Hi I have tested on your enviroment in last issue. And the error did exists. Thanks for the bug report, I will fix it this weekend. Please allow me some time.

By the way, can you share the dockerfile that you used?

cefengxu commented 4 years ago

Hi I have tested on your environment in the last issue. And the error did exist. Thanks for the bug report, I will fix it this weekend. Please allow me some time.

By the way, can you share the dockerfile that you used?

sorry, for the last issue, I run on my local computer with conda instead of docker.

grimoire commented 4 years ago

Hi Guess I have fix the bug. The error is caused by uncontiguous input tensor. It is a good point to accelerate pytorch, but failed on my repo. I have update the torch2trt/amirstan_plugin and this repo. please pull the latest repo and try again, see if it works.

cefengxu commented 4 years ago

cool~, I will try ASAP

cefengxu commented 4 years ago

Hi Guess I have fix the bug. The error is caused by uncontiguous input tensor. It is a good point to accelerate pytorch, but failed on my repo. I have update the torch2trt/amirstan_plugin and this repo. please pull the latest repo and try again, see if it works.

hi, I pull the lastest repo of amirstan_pluing, torch2trt_dynamic, mmdetection-to-tensort )and rebuild, reinstall. But, the output of inference.py is the same as before, all result is zero.

BTW, I use torch1.5.0 and torchvison0.6.0 and there is a bug shown below in delta_xywh_bbox_coder.py

File "/home/cefengxu/pyProjects/grimoire/mmdetection-to-tensorrt/mmdet2trt/core/bbox/coder/delta_xywh_bbox_coder.py", line 34, in delta2bbox_custom_func
    scores = scores.view(1,-1, num_classes)
RuntimeError: view size is not compatible with input tensor's size and stride (at least one dimension spans across two contiguous subspaces). Use .reshape(...) instead.

so , I change the code scores.view(1,-1,numclasses) to sores.contiguous().view(1,-1,num_class) to fix this case.

grimoire commented 4 years ago

hi I have tested on pytorch1.5 and 1.6. everything is fine besides the uncontiguous bug you mentioned. (on ubuntu18.04)

As long as you change the pytorch version,could you provide the enviroment detail again?

here is the model I created on 2080ti, please try inference on it. https://drive.google.com/file/d/16bKyAj4bWgcem6iatMLf6etUJL83Tm_i/view?usp=sharing

And If you are using 2080ti, would you mind share the created engine(1.trt in your case) with me?

cefengxu commented 4 years ago

hi, compute of the model ( 7.5 ) you support higher than mine ( 6.5 ), so I can not load it for testing. the model I build from my env as below but I do not 2080ti:

https://drive.google.com/file/d/1hLjhzB-J0aLpbPPgWdQTsx1vH7D374Xl/view?usp=sharing

on the other way, maybe I can debug via IDE. or which info you want to take a look at, I can running the inference.py and print them using my enviroment for you

grimoire commented 4 years ago

Ok, I will check the model you provided later.

Could you check the value and shape of the input tensor in inference.py? It is contiguous? you can also add return_warp_model to mmdet2trt like below:

trt_model, torch_model = mmdet2trt(cfg_path, model_path, opt_shape_param=opt_shape_param, fp16_mode=False, max_workspace_size=1<<30, log_level=logging.INFO, return_warp_model=True)

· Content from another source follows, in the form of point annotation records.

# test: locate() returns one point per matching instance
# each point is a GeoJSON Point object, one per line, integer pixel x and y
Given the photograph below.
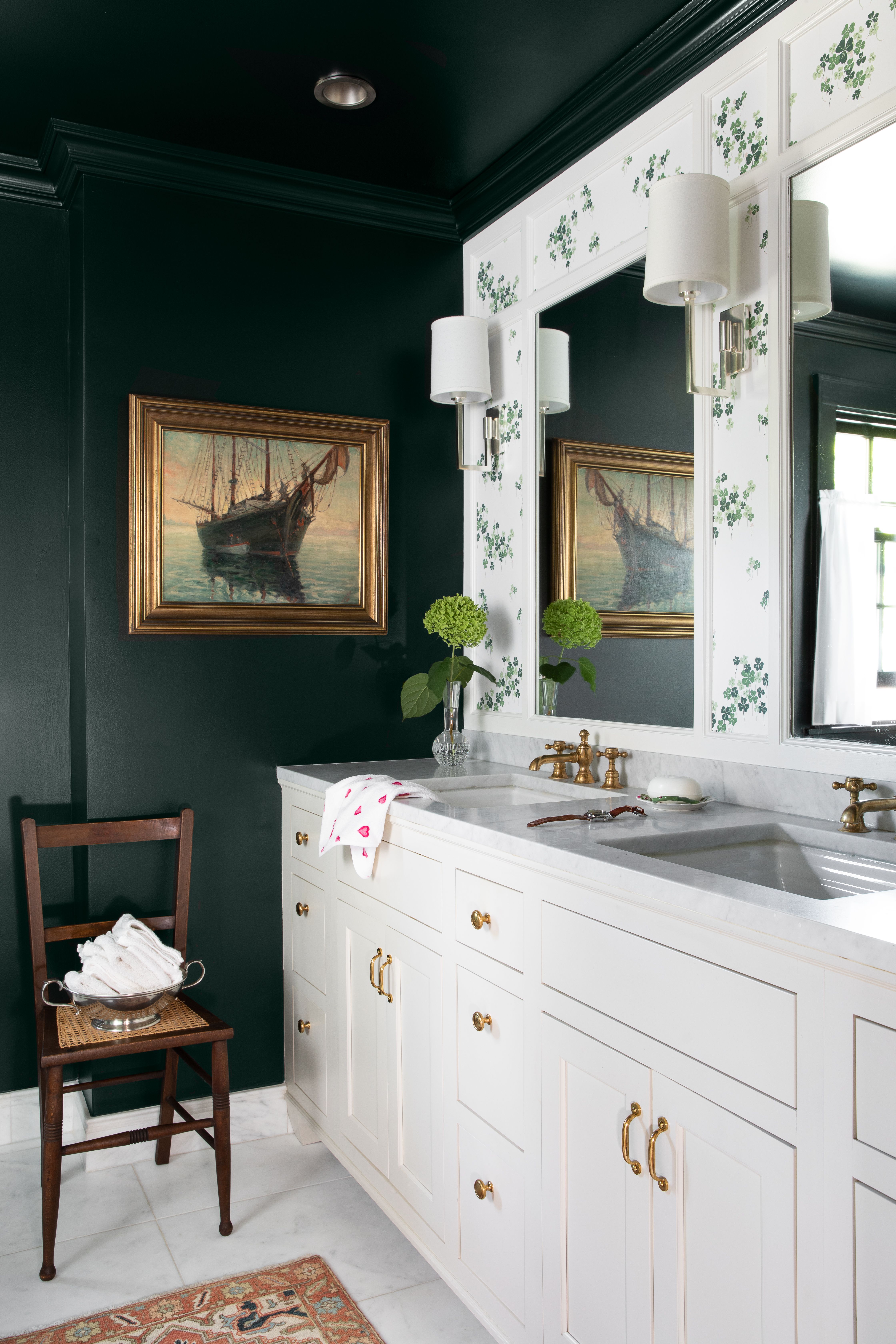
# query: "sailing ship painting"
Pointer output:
{"type": "Point", "coordinates": [635, 541]}
{"type": "Point", "coordinates": [260, 519]}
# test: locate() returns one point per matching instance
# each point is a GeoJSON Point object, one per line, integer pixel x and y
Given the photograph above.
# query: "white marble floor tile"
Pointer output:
{"type": "Point", "coordinates": [264, 1167]}
{"type": "Point", "coordinates": [426, 1312]}
{"type": "Point", "coordinates": [93, 1275]}
{"type": "Point", "coordinates": [336, 1221]}
{"type": "Point", "coordinates": [88, 1203]}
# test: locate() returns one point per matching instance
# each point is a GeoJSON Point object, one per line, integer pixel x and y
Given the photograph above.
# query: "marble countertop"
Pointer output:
{"type": "Point", "coordinates": [862, 929]}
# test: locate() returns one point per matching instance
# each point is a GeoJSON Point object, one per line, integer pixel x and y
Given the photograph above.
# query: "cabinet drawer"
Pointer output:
{"type": "Point", "coordinates": [492, 1244]}
{"type": "Point", "coordinates": [743, 1027]}
{"type": "Point", "coordinates": [490, 1062]}
{"type": "Point", "coordinates": [875, 1085]}
{"type": "Point", "coordinates": [310, 1048]}
{"type": "Point", "coordinates": [310, 944]}
{"type": "Point", "coordinates": [502, 936]}
{"type": "Point", "coordinates": [402, 880]}
{"type": "Point", "coordinates": [304, 823]}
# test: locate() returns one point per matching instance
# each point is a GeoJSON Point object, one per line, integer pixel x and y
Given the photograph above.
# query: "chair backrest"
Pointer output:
{"type": "Point", "coordinates": [35, 838]}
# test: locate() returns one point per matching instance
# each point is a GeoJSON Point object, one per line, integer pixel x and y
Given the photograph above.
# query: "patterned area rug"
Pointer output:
{"type": "Point", "coordinates": [301, 1303]}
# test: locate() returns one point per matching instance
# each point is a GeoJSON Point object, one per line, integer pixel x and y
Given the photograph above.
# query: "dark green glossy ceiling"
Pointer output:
{"type": "Point", "coordinates": [456, 85]}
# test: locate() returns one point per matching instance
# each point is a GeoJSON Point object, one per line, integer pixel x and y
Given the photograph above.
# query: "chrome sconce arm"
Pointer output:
{"type": "Point", "coordinates": [491, 433]}
{"type": "Point", "coordinates": [734, 357]}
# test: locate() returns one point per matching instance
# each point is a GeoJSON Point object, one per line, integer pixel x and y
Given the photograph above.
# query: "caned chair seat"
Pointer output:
{"type": "Point", "coordinates": [53, 1057]}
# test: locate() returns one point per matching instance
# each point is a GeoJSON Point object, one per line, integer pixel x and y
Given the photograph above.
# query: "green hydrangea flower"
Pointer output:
{"type": "Point", "coordinates": [459, 622]}
{"type": "Point", "coordinates": [573, 624]}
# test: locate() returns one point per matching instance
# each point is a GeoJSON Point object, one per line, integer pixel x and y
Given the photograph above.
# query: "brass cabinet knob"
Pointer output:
{"type": "Point", "coordinates": [633, 1163]}
{"type": "Point", "coordinates": [663, 1124]}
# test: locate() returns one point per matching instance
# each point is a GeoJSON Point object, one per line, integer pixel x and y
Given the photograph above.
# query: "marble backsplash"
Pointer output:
{"type": "Point", "coordinates": [803, 792]}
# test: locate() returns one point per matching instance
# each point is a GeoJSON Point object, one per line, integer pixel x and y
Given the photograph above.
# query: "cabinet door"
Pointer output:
{"type": "Point", "coordinates": [416, 1112]}
{"type": "Point", "coordinates": [362, 1037]}
{"type": "Point", "coordinates": [725, 1232]}
{"type": "Point", "coordinates": [596, 1212]}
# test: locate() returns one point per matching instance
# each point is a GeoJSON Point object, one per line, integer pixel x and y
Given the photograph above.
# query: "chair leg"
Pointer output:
{"type": "Point", "coordinates": [221, 1113]}
{"type": "Point", "coordinates": [52, 1167]}
{"type": "Point", "coordinates": [166, 1109]}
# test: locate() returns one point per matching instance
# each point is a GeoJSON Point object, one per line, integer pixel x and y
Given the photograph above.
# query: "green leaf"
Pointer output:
{"type": "Point", "coordinates": [438, 677]}
{"type": "Point", "coordinates": [557, 673]}
{"type": "Point", "coordinates": [417, 698]}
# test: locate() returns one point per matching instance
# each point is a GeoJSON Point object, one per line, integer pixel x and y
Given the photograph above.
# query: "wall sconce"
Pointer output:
{"type": "Point", "coordinates": [809, 261]}
{"type": "Point", "coordinates": [553, 374]}
{"type": "Point", "coordinates": [461, 374]}
{"type": "Point", "coordinates": [690, 264]}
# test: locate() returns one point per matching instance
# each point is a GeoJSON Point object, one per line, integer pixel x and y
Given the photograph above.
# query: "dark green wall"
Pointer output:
{"type": "Point", "coordinates": [627, 386]}
{"type": "Point", "coordinates": [189, 296]}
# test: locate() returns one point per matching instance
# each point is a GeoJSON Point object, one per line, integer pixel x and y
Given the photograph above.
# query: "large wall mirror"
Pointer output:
{"type": "Point", "coordinates": [616, 502]}
{"type": "Point", "coordinates": [844, 444]}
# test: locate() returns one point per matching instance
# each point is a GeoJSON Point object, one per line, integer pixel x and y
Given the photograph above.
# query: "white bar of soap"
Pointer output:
{"type": "Point", "coordinates": [674, 787]}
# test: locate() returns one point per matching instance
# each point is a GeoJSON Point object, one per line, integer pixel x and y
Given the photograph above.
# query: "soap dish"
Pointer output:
{"type": "Point", "coordinates": [674, 804]}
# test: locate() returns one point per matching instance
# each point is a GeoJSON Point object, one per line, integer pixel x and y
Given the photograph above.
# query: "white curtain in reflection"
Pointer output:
{"type": "Point", "coordinates": [847, 638]}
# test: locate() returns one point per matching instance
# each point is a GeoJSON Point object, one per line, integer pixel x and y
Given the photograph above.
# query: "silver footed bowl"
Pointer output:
{"type": "Point", "coordinates": [126, 1013]}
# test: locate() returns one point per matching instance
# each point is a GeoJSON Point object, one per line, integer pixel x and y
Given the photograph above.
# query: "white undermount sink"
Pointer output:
{"type": "Point", "coordinates": [514, 791]}
{"type": "Point", "coordinates": [823, 865]}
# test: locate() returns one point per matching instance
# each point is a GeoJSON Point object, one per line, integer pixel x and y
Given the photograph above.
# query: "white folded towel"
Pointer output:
{"type": "Point", "coordinates": [355, 815]}
{"type": "Point", "coordinates": [127, 960]}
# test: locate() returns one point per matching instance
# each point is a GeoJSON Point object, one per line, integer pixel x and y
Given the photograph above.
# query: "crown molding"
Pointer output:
{"type": "Point", "coordinates": [694, 38]}
{"type": "Point", "coordinates": [70, 152]}
{"type": "Point", "coordinates": [851, 330]}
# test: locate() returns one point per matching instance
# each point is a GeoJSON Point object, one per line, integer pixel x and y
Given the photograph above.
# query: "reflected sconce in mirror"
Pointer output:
{"type": "Point", "coordinates": [461, 374]}
{"type": "Point", "coordinates": [690, 264]}
{"type": "Point", "coordinates": [553, 373]}
{"type": "Point", "coordinates": [809, 261]}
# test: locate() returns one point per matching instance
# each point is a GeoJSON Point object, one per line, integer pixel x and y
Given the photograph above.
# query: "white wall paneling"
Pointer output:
{"type": "Point", "coordinates": [770, 108]}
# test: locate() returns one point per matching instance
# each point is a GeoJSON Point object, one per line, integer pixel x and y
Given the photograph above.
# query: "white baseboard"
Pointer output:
{"type": "Point", "coordinates": [256, 1113]}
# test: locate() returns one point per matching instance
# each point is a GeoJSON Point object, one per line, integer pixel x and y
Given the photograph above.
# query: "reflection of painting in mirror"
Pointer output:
{"type": "Point", "coordinates": [844, 448]}
{"type": "Point", "coordinates": [635, 541]}
{"type": "Point", "coordinates": [254, 519]}
{"type": "Point", "coordinates": [624, 530]}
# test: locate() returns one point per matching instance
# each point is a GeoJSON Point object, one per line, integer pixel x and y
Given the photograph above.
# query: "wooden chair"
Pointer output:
{"type": "Point", "coordinates": [53, 1057]}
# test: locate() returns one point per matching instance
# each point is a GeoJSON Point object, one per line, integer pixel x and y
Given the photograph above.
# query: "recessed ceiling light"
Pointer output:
{"type": "Point", "coordinates": [344, 92]}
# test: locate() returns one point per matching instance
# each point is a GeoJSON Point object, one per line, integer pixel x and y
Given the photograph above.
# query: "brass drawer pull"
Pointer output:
{"type": "Point", "coordinates": [632, 1162]}
{"type": "Point", "coordinates": [663, 1124]}
{"type": "Point", "coordinates": [383, 966]}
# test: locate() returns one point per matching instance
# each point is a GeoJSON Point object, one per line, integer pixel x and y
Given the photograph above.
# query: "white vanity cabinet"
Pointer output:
{"type": "Point", "coordinates": [481, 1096]}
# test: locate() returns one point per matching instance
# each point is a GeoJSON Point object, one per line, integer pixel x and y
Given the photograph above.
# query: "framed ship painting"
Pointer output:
{"type": "Point", "coordinates": [624, 530]}
{"type": "Point", "coordinates": [256, 522]}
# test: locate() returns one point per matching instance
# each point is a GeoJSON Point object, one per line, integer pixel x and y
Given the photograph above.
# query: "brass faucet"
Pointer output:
{"type": "Point", "coordinates": [854, 816]}
{"type": "Point", "coordinates": [565, 752]}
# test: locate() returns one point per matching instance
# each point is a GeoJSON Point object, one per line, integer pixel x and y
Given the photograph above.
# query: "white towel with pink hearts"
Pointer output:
{"type": "Point", "coordinates": [355, 814]}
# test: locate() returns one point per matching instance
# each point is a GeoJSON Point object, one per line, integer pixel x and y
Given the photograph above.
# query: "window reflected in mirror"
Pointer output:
{"type": "Point", "coordinates": [844, 445]}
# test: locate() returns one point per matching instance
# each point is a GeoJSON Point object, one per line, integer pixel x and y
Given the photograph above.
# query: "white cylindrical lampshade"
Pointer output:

this will give you both tensorrt model and pytorch model(warp of the mmdetection detector). try return some Intermediate results in forward() of mmdet2trt/models/detectors/two_stage.py mmdet2trt/models/dense_heads/rpn_head.py and mmdet2trt/models/roi_heads/standard_roi_head.py . See if there are large gap between the result of tensorrt model and pytorch model.

for example:

    def forward(self, x):
        model = self.model
        rpn_head = self.rpn_head_warper

        # backbone
        feat = model.extract_feat(x)
        return feat
        rois = rpn_head(feat, x)

        result = self.roi_head_warper(feat, rois)
        return result

force the model return the feature of backbone. Check the return value of both trt_model and torch_model.

cefengxu commented 4 years ago

@grimoire I following your step and output feat, ROI via trt_model and torch_model respectively.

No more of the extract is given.